🤖 AI Summary
This study investigates how passenger personality traits moderate visual attention toward pedestrians during interactions with autonomous passenger mobility vehicles (APMVs), and evaluates the impact of external human–machine interface (eHMI) designs. Using eye-tracking, multimodal eHMIs (visual cues combined with neutral or affective speech), and the Big Five Inventory in a controlled experimental paradigm, we collected behavioral and oculomotor data. Results reveal that neuroticism positively moderates dwell time on pedestrian reaction zones under visual-only eHMIs, whereas openness enhances attentional bias toward pedestrian head regions specifically under affective-speech eHMIs. These findings establish personality as a critical moderator of eHMI-induced cognitive processing, challenging the assumption of uniform user responses. We propose a novel “personality-adaptive eHMI” paradigm, offering empirical grounding and methodological frameworks for designing explainable, personalized in-vehicle interfaces. This work advances human-centered automation by integrating individual differences into eHMI evaluation and design.
📝 Abstract
Autonomous Personal Mobility Vehicles (APMVs) are designed to address the ``last-mile'' transportation challenge for everyone. When an APMV encounters a pedestrian, it uses an external Human-Machine Interface (eHMI) to negotiate road rights. Through this interaction, passengers also engage with the process. This study examines passengers' gaze behavior toward pedestrians during such interactions, focusing on whether different eHMI designs influence gaze patterns based on passengers' personality traits.

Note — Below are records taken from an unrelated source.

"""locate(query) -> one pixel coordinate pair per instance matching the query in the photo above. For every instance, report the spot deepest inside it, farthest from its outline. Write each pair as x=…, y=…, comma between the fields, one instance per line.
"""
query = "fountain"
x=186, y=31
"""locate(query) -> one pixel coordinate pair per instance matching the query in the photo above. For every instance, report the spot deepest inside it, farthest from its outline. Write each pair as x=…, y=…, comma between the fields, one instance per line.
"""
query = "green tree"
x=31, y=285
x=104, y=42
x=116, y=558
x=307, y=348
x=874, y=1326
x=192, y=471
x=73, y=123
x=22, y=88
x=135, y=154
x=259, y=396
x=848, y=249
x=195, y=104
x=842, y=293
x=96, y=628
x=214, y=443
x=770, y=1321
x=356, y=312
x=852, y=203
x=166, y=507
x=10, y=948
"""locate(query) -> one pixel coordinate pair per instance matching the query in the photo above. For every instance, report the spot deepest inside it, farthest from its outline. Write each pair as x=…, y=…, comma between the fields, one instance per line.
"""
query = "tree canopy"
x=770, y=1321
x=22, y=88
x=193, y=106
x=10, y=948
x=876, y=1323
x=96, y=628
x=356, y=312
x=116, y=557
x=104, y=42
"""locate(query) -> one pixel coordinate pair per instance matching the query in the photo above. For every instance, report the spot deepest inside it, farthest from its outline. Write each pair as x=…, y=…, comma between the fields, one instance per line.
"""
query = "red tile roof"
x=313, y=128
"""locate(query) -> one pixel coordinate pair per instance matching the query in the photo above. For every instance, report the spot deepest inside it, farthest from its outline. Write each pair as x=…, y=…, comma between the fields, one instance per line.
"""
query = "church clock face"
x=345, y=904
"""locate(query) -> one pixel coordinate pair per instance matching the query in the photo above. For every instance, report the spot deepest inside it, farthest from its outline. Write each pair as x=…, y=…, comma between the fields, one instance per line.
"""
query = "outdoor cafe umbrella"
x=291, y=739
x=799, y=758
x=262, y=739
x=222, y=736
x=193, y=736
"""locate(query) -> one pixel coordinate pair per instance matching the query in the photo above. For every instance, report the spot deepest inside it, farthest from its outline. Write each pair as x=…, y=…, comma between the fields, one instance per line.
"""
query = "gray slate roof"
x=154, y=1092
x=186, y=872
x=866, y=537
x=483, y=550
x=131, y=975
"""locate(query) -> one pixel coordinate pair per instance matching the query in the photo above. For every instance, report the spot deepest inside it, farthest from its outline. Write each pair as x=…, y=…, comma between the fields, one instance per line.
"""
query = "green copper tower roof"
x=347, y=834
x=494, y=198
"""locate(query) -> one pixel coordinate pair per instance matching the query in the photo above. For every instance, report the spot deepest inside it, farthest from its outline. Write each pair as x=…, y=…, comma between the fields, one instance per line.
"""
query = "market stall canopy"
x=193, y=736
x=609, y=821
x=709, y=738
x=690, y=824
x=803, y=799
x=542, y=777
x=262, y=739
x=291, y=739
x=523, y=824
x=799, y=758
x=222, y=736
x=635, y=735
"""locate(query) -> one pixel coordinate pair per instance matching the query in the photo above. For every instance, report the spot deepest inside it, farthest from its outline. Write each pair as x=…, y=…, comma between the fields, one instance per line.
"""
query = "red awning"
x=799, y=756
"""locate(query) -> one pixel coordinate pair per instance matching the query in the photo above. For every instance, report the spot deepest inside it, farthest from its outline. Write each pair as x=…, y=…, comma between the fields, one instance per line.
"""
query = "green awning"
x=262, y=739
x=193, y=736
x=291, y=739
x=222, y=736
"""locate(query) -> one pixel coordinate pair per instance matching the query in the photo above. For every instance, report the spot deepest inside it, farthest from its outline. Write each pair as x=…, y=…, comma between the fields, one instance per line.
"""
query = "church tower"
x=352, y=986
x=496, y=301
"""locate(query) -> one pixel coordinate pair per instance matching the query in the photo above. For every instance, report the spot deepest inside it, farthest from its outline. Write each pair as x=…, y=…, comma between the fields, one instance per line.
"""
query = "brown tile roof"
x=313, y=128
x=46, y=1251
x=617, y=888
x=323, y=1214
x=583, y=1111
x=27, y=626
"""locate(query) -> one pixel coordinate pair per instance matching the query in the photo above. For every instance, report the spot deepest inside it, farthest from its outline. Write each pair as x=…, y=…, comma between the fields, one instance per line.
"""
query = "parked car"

The results indicated that when using a visual-based eHMI, passengers often struggled to perceive the communication content. Consequently, passengers with higher Neuroticism scores, who were more sensitive to communication details, might seek cues from pedestrians' reactions. In addition, a multimodal eHMI (visual and voice) using neutral voice did not significantly affect the gaze behavior of passengers toward pedestrians, regardless of personality traits. In contrast, a multimodal eHMI using affective voice encouraged passengers with high Openness to Experience scores to focus on pedestrians' heads. In summary, this study revealed how different eHMI designs influence passengers' gaze behavior and highlighted the effects of personality traits on their gaze patterns toward pedestrians, providing new insights for personalized eHMI designs.